1. L'urgence du réarmement et de la masse : L'Europe doit passer d’un régime de production lente et ponctuelle à un objectif d'accélération et de production massive. Benoît Laroche de Roussan (DGA) a insisté sur le fait que la France s'y "prépare résolument", distinguant le temps court (le réarmement en cours depuis 2017) et le temps long (la préparation à basculer réellement dans l'économie de guerre).

2. Le besoin opérationnel a fondamentalement changé : il faut désormais considérer un risque de conflit de haute intensité, couplé à la confrontation dans les nouveaux domaines (spatial, grands fonds marins, guerre cognitive). Les enseignements récents montrent qu'il est possible de combiner "masse avec des technologies très avancées et peu chères", introduisant des ruptures industrielles. Il est crucial de développer des équipements "bas coût capables de saturer les défenses adverses".

3. Les freins structurels de la BITD : L’écosystème industriel français est remarquable mais fragmenté. Benoît Ranini (TNP) a rappelé que la BITD, bien que vitale à la souveraineté, est composée de 4 500 entreprises, dont la majorité sont de trop petites tailles (moyenne de 8 millions d’euros de CA).
Les défis majeurs sont multiples :

  • Le financement et la trésorerie : La BITD souffre d’un problème de capitaux propres et de délais de paiement trop longs (jusqu'à 2-3 ans pour certaines PME). Une consolidation des acteurs est jugée essentielle pour créer de plus grandes entreprises capables de lever des capitaux plus importants et de tirer de la dette. L’État et la BPI se mobilisent activement, avec des fonds dédiés en cours de lancement (estimés entre 2 et 3 milliards d'euros).
  • Les ressources humaines (RH) : Le recrutement est le "premier frein", avec plus de 10 000 postes à pourvoir et un déficit d'ingénieurs.
  • La souveraineté : L'État doit rester vigilant face à l'augmentation des demandes d'autorisation d'investissement étranger dans la BITD (passées de 40 à 140 en quatre ans).
     
  4. La Menace Cognitive : Les nouvelles technologies ont ouvert la porte à la guerre cognitive. Le Général Lanata a souligné le danger de la manipulation des opinions via les réseaux sociaux, rendant possible l'atteinte d'objectifs stratégiques sans recourir à la force. La perspective future du calcul quantique combiné à l'IA pour manipuler les cerveaux est jugée très préoccupante.

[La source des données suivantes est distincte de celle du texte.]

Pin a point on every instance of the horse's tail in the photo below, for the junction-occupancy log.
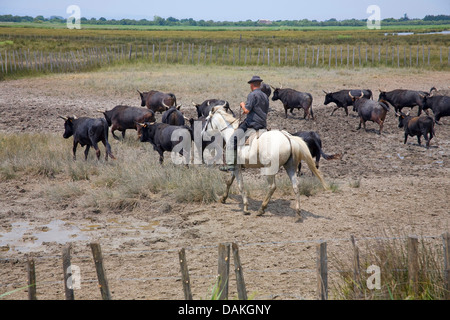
(300, 151)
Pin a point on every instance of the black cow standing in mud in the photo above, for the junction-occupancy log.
(400, 99)
(440, 106)
(370, 110)
(87, 132)
(173, 116)
(342, 99)
(162, 137)
(206, 106)
(417, 126)
(294, 99)
(124, 117)
(157, 101)
(314, 143)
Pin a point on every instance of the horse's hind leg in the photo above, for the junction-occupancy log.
(229, 182)
(272, 187)
(291, 171)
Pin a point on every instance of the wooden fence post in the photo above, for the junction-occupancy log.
(446, 239)
(31, 279)
(242, 291)
(322, 271)
(101, 273)
(413, 263)
(356, 269)
(185, 275)
(223, 270)
(67, 271)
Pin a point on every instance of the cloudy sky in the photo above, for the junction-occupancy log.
(228, 10)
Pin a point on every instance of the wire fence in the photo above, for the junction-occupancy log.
(320, 56)
(272, 270)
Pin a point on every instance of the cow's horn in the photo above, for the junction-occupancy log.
(165, 105)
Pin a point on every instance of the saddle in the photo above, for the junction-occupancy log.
(254, 135)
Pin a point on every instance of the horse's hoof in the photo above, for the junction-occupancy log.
(299, 215)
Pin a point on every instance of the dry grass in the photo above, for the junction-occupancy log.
(392, 258)
(118, 185)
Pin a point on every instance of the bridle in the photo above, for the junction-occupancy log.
(208, 121)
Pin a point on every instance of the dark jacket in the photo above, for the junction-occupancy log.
(258, 106)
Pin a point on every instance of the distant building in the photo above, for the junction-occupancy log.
(264, 21)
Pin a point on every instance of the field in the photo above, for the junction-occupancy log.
(142, 214)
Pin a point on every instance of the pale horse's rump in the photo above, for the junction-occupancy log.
(272, 150)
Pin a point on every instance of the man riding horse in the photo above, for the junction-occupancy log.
(256, 109)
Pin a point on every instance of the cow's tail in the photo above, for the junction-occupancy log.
(174, 99)
(310, 108)
(300, 151)
(107, 145)
(335, 156)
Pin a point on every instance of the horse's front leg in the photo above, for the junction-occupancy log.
(272, 187)
(291, 171)
(240, 180)
(229, 182)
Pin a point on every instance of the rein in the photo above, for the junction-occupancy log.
(208, 120)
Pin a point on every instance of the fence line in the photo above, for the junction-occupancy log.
(222, 280)
(330, 56)
(243, 244)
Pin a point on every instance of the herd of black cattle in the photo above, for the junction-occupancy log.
(90, 131)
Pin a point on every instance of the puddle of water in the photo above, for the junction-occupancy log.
(24, 238)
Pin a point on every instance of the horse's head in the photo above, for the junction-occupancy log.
(219, 119)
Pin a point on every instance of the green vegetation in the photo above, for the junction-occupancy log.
(173, 22)
(392, 258)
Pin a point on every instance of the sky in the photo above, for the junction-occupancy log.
(228, 10)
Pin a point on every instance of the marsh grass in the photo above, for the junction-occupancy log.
(123, 184)
(392, 258)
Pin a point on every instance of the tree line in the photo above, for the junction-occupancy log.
(171, 21)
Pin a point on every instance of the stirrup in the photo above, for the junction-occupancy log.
(227, 168)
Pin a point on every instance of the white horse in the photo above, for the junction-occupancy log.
(269, 152)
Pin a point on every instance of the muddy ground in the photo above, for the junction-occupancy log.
(385, 188)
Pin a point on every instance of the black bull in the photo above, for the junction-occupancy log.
(440, 106)
(124, 117)
(160, 136)
(157, 101)
(400, 99)
(87, 132)
(417, 126)
(314, 143)
(294, 99)
(342, 98)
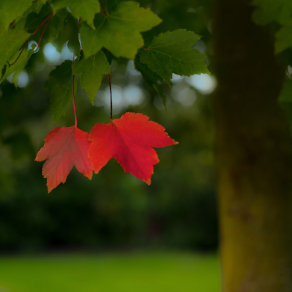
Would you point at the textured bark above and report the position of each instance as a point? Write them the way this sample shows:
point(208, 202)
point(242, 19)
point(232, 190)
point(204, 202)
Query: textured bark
point(253, 155)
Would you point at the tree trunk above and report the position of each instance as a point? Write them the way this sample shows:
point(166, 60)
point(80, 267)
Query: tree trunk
point(253, 155)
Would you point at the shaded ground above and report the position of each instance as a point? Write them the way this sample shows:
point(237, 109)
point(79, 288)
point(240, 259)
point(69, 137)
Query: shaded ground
point(135, 272)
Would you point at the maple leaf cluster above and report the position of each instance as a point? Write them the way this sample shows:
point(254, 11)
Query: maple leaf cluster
point(129, 139)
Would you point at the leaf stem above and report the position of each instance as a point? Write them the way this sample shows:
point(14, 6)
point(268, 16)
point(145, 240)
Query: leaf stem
point(111, 96)
point(73, 97)
point(103, 9)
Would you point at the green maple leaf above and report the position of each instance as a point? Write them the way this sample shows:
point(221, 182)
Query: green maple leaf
point(10, 10)
point(92, 70)
point(59, 84)
point(86, 9)
point(13, 39)
point(272, 10)
point(69, 33)
point(172, 52)
point(18, 66)
point(284, 37)
point(152, 79)
point(119, 31)
point(34, 19)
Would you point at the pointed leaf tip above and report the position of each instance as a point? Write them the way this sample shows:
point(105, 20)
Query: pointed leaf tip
point(130, 140)
point(64, 148)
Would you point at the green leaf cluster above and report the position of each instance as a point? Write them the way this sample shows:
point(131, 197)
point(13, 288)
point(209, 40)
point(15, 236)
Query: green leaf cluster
point(95, 33)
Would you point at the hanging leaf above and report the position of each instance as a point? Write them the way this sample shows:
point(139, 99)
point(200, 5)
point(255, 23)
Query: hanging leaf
point(129, 140)
point(64, 148)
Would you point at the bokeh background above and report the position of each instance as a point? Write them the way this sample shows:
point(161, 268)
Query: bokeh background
point(114, 233)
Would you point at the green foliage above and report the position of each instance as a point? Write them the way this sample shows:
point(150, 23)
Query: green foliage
point(10, 10)
point(119, 31)
point(59, 84)
point(86, 9)
point(92, 70)
point(13, 40)
point(152, 80)
point(18, 66)
point(69, 33)
point(115, 28)
point(172, 52)
point(20, 145)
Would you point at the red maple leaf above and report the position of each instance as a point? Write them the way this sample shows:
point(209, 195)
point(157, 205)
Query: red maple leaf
point(129, 140)
point(64, 148)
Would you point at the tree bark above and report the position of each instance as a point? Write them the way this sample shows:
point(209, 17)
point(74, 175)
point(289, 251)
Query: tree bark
point(253, 155)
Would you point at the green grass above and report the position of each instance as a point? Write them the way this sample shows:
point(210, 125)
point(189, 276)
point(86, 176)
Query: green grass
point(134, 272)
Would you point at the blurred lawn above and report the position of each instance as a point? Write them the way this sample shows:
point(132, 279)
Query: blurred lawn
point(133, 272)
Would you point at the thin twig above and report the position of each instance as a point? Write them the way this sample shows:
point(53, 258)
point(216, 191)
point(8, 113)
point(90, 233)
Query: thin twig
point(111, 97)
point(103, 9)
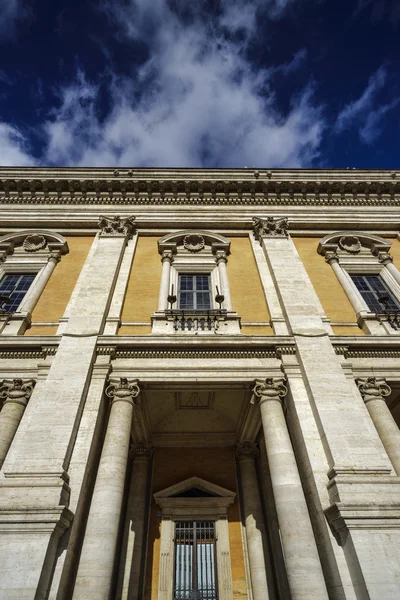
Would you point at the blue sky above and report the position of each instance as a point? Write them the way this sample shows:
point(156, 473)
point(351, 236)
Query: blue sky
point(200, 83)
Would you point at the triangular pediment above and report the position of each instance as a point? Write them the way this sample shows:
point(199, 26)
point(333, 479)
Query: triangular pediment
point(194, 487)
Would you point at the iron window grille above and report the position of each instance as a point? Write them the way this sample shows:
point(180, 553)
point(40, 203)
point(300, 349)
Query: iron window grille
point(194, 292)
point(195, 573)
point(13, 288)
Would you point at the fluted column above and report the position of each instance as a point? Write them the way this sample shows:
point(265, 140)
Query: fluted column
point(36, 291)
point(221, 260)
point(303, 566)
point(246, 453)
point(167, 258)
point(133, 543)
point(99, 546)
point(15, 393)
point(374, 391)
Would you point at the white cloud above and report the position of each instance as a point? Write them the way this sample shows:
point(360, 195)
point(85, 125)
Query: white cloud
point(359, 107)
point(196, 102)
point(366, 113)
point(13, 151)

Table Ronde 2 : Efficacité Industrielle – Le Choc de l’Innovation et de la Compétition

La deuxième table ronde s’est concentrée sur la manière d'atteindre l'efficacité industrielle requise.
 

1. Vitesse et Agilité Olivier Parron (Aziz) a appelé les industriels à "se pencher en avant", en adoptant des logiques de réduction des cycles. André Skrzypczak (JEDI) a rappelé que les rythmes d'innovation des drones en Ukraine sont de l'ordre de 4 à 6 semaines, avec des délais de livraison au front de seulement 12 jours pour certains matériels.

2. Maîtrise Technologique et Coûts : Alexis Morel (Thales) a affirmé que l’industrie est redevenue un enjeu de puissance, tenant les "15 minutes de plus sur le champ de bataille". Il a insisté sur la nécessité de l'innovation stratégique et la compétitivité, soulignant que les coûts élevés sont liés à une "ultra-Taylorisation des compétences d'ingénierie".

Cependant, André Skrzypczak a nuancé l’optimisme technologique, déplorant une "illusion de puissance" française et européenne. Il a critiqué la lenteur administrative et le manque de compétences techniques au sein des administrations pour comprendre les technologies modernes (IA, Quantique) et sortir des sentiers battus.

3. La Consolidation Européenne et ses Pièges : au niveau européen, Arnaud d'Ajant (Revue Stratégique) a mis en garde contre une "consolidation par le haut" impulsée par Bruxelles, qui pourrait générer des effets pervers (imposer des mariages industriels, "juste retour géographique") sans tenir compte des spécificités nationales. La défense est policy driven et non market driven.

Bruno Berthet (Arésia) a exprimé une inquiétude sur la faiblesse du substrat industriel global français, sans lequel la BITD, malgré les efforts de sauvegarde passés (DGA), risque de s'effondrer. Il a souligné que l’industrie française ne doit pas devenir workerless (sans ouvriers). La consolidation est nécessaire (Arésia est passé de 100 à 900 personnes en 10 ans via regroupement).


Pour conclure : Le Réarmement, Moral et Industriel

Le message important de cette matinée est l'impératif d'une mobilisation complète pour surmonter le fossé qui sépare l'Europe de ses adversaires potentiels. L'Europe doit investir pour produire "rapidement et massivement", non seulement pour reconstituer la masse, mais aussi pour intégrer les technologies disruptives (IA, cloud, quantique) qui sont de moins en moins d'origine française ou européenne.
 
Le réarmement de l'Europe doit être "également moral et intellectuel". La paix dépend de la capacité de l'Europe à devenir une puissance industrielle et militaire forte.